Dr. Mollenkott once said I would change my mind about loving
autumn when I reached her age and came to realize just what it signified in our
lives.
She was wrong. I still love fall in a way I can never love
spring, even though I crave the coming of warmth after so long living with the
deep freeze, just as I craved it that winter in 1977 when I felt lost and
depressed, and wandered out into the last winter storm and saw the rain
freezing on the tips of branches, and saw the first subtle signs of a budding
new season.
Fall always means change to me, always suggests that what we
live with now won’t last, good or bad, part of that All Things Must Pass,
George Harrison sang about so long ago, a slow steady change from intense heat,
usually coming with a week or so of desperately needed rain, washing away the
dust from our lives, before carrying us off into the chill.
I see my breath in the air and realize I am still alive, and
kicking, and ready to face the next winter of my life, even if as with so many
of my family members at my age, it could be my last.
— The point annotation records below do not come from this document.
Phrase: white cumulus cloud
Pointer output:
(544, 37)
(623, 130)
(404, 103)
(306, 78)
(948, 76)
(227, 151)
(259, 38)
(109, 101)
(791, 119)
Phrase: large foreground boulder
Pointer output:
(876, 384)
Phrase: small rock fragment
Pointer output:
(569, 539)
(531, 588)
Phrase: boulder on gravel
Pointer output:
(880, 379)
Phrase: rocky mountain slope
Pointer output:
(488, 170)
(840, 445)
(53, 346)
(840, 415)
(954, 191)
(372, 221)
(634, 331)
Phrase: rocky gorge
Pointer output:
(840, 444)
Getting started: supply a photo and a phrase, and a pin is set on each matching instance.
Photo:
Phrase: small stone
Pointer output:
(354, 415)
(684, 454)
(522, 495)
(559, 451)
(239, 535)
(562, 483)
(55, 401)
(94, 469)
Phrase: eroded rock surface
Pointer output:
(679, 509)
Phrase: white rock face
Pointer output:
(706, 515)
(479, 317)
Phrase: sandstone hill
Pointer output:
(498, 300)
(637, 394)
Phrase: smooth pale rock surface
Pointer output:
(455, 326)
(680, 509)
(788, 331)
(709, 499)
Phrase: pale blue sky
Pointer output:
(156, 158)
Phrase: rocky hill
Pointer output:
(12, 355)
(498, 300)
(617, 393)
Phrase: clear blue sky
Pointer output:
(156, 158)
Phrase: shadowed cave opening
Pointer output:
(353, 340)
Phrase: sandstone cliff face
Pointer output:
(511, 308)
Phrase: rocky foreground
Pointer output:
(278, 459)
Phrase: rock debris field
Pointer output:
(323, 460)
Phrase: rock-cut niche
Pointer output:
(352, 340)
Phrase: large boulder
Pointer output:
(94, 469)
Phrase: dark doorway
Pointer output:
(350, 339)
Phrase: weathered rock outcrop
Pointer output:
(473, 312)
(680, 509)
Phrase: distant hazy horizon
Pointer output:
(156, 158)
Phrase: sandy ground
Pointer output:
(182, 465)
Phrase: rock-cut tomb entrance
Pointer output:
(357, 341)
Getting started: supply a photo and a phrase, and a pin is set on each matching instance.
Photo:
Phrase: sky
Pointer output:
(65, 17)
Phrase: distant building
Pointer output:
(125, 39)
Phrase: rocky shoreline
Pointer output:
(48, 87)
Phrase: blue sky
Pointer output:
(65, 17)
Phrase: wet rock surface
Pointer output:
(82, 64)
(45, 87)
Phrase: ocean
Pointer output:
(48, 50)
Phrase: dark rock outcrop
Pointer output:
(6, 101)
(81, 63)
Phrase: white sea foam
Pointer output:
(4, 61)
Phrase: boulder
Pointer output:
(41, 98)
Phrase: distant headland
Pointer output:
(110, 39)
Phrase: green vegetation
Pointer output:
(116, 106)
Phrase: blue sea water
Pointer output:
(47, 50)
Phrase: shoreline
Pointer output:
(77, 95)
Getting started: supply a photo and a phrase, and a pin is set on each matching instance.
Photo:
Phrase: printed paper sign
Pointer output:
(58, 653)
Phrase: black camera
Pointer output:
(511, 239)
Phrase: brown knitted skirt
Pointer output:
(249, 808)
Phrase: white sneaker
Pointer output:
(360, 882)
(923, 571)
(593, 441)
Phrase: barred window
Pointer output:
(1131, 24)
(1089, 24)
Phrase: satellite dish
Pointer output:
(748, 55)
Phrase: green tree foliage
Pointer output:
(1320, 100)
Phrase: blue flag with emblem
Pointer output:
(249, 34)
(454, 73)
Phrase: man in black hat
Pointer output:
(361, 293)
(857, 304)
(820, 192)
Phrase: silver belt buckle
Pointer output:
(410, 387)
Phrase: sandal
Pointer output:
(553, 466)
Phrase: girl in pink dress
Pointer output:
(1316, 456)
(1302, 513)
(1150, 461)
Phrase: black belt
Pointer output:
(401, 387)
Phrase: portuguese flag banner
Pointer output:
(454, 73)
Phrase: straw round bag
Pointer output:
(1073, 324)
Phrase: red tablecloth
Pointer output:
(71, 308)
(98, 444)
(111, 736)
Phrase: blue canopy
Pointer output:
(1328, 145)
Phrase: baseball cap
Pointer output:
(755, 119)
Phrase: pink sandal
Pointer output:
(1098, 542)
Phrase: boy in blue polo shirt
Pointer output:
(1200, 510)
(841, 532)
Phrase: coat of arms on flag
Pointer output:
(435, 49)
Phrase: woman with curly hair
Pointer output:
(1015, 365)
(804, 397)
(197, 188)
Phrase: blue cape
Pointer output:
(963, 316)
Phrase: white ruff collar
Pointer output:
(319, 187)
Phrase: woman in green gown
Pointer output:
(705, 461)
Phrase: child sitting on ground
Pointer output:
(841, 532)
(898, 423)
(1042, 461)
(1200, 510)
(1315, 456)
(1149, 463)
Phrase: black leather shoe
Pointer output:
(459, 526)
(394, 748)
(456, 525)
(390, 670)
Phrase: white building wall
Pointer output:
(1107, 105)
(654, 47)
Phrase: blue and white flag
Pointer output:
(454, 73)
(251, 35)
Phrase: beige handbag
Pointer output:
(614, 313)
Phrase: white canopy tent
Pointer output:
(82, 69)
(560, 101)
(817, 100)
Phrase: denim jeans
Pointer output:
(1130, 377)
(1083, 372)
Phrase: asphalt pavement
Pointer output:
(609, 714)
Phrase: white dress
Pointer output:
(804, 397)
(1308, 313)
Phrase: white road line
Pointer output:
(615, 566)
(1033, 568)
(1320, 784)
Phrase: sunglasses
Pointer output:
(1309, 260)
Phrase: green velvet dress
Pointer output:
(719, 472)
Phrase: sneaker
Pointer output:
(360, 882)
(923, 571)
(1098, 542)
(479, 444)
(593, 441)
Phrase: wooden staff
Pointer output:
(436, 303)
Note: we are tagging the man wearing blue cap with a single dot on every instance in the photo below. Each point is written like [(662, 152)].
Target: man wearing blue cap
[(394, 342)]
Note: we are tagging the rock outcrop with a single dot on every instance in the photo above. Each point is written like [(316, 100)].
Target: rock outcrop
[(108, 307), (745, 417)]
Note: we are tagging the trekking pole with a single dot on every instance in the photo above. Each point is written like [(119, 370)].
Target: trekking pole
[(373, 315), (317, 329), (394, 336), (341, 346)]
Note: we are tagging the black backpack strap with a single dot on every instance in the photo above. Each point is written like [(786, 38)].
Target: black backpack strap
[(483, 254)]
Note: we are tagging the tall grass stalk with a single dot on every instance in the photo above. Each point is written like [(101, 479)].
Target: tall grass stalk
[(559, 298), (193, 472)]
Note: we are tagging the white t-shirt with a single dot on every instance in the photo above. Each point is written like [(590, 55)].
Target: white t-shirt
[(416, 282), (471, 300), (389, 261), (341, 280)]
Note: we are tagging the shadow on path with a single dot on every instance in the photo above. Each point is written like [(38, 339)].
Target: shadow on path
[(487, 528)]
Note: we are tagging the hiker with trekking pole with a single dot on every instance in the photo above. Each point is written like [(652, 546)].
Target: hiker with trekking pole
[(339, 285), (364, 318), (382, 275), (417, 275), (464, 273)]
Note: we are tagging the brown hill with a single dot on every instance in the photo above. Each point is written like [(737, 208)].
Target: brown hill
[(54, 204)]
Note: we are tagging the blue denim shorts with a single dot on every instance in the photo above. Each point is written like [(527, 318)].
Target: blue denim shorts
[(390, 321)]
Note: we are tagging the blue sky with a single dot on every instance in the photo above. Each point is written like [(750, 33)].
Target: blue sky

Someone stopped me on the train a few days ago, noticing me
when I was scribbling in my notebooks, asking me if I was a writer, and what it
is I write about, and how I was transcribing old type written pages, and I
could only answer that I was preserving people’s lives, the description I gave
far too inadequate to describe the almost religious experience.
“This is what I do,” I said, not expecting this woman or
anybody else to fully understand that desperate need to keep alive memories,
some of which aren’t even my own, clinging to the edge of autumn for as long as
possible before giving up and accepting what is inevitable.